Day 163 – Mahan, Kerman,Iran
I checked out of the Hotel, fixed my Tire beside the Entry, bought some Bananas and left Kerman towards South… The Plan was to visit the Shahzadeh Garden close to Mahan 40 km out of Kerman and then Camp somewhere in the Desert but like always it didn’t worked out like planed. I managed to leave the City around 1pm (Sunset is at 4pm) So focused myself to another night sleeping in a Room in Mahan. The road provided me with a Cyclingline separated beside the Freeway for the 40k towards Mahan. Blocked from Traffic I cycled along trees with their colourful canopy shining in the autumn sun. Its mid November on 1900 Meter above Sea level and the crystal fresh air with the warming sun reminded me to the endless trainings rides in Germany through the colourful autumn forests. Found a nice Room in a family owned Guesthouse outside of Mahan. I was welcomed warmly by my Host Zahra, she organized me a taxi to bring me up to the Shahzadeh Garden.
It is around sunset and I entered a magical world after I passed the walls around the garden. Big trees standing there since a century and showing all nuances of earthy colours from deep red to bright yellow while the mountains in the distance glowing red from the sinking sun. The garden had several Pavilions on the Bottom and over several terraces where a River dropped down from the Top. I was wondering around through the upcoming dark and walked up the Terraces to the main House overlooking the garden and mountains down the valley. Being satisfied and frozen I approached one of the few Men who offered a ride to somewhere. Spontaneous told my driver to bring me in the Centre instead heading straight back to the Guesthouse. I was hungry, needed food for the Night and could visit the Shah Nematollah Vali Shrine there as well. Slowly I felt like a real Tourist exploring what is along the Road. After a Chicken Kebab and Rice for Diner I walked into the Yards around the Shrine. Some Doors, some Yards with pons later I stood in front the entry. Asked the Man was coming out between Big Carpets hanging down the Door, if it is OK to enter?! He looked at me with a confused Impression on his face. I couldn’t figure out what the source of that Impression was, maybe the Question in Farsi or Just the Fact that he didn’t saw many foreigners in the past. Anyway he told me “sure, go inside”. Left my shoes on the shelf outside and sneaked in between two heavy Carpets hanging down. So beautiful warm, silent inside with impressive tall walls. The soft carpets under my feed and the dome 20 Meters above my head showed fine mosaics.

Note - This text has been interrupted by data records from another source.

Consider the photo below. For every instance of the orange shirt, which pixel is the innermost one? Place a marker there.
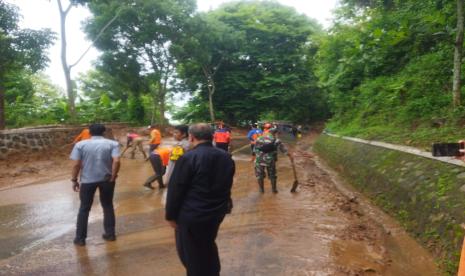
(155, 137)
(84, 135)
(164, 155)
(222, 136)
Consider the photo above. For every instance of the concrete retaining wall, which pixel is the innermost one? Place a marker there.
(427, 196)
(26, 140)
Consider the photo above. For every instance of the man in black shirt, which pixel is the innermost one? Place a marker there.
(199, 196)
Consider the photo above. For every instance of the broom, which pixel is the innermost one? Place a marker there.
(296, 182)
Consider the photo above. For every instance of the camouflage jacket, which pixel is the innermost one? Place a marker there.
(267, 158)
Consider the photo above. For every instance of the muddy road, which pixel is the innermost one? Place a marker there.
(323, 229)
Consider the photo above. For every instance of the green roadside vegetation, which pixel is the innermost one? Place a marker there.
(383, 70)
(387, 67)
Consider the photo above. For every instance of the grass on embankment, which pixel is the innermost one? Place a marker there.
(420, 136)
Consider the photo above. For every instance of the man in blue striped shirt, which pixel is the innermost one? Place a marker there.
(96, 161)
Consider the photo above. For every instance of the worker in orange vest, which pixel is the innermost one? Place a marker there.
(84, 135)
(222, 137)
(159, 159)
(155, 138)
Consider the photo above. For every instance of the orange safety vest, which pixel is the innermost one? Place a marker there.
(84, 135)
(164, 155)
(222, 137)
(155, 137)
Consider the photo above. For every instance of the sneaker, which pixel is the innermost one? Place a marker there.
(148, 185)
(109, 237)
(79, 242)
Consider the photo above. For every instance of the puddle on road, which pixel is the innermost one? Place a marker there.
(283, 234)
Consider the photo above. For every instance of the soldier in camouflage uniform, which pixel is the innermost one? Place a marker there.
(266, 151)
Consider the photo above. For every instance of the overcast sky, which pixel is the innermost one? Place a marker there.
(39, 14)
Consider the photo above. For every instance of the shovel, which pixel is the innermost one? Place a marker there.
(296, 182)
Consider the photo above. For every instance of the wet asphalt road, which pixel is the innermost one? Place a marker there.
(283, 234)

At that Moment I was very glad about the fact I had to stay in this town for the Night and don’t rushed for a camping spot in the desert. Called myself a Taxi for a ride back to my Guesthouse. Zahra welcomed me while I gave her some sweet biscuit from the Bakery as a “Thank you” for arranging Taxi and stuff. That’s something I definitely learned in Turkey and Iran to care more about the People around me and arranging this little gifts to be thankfully for their work.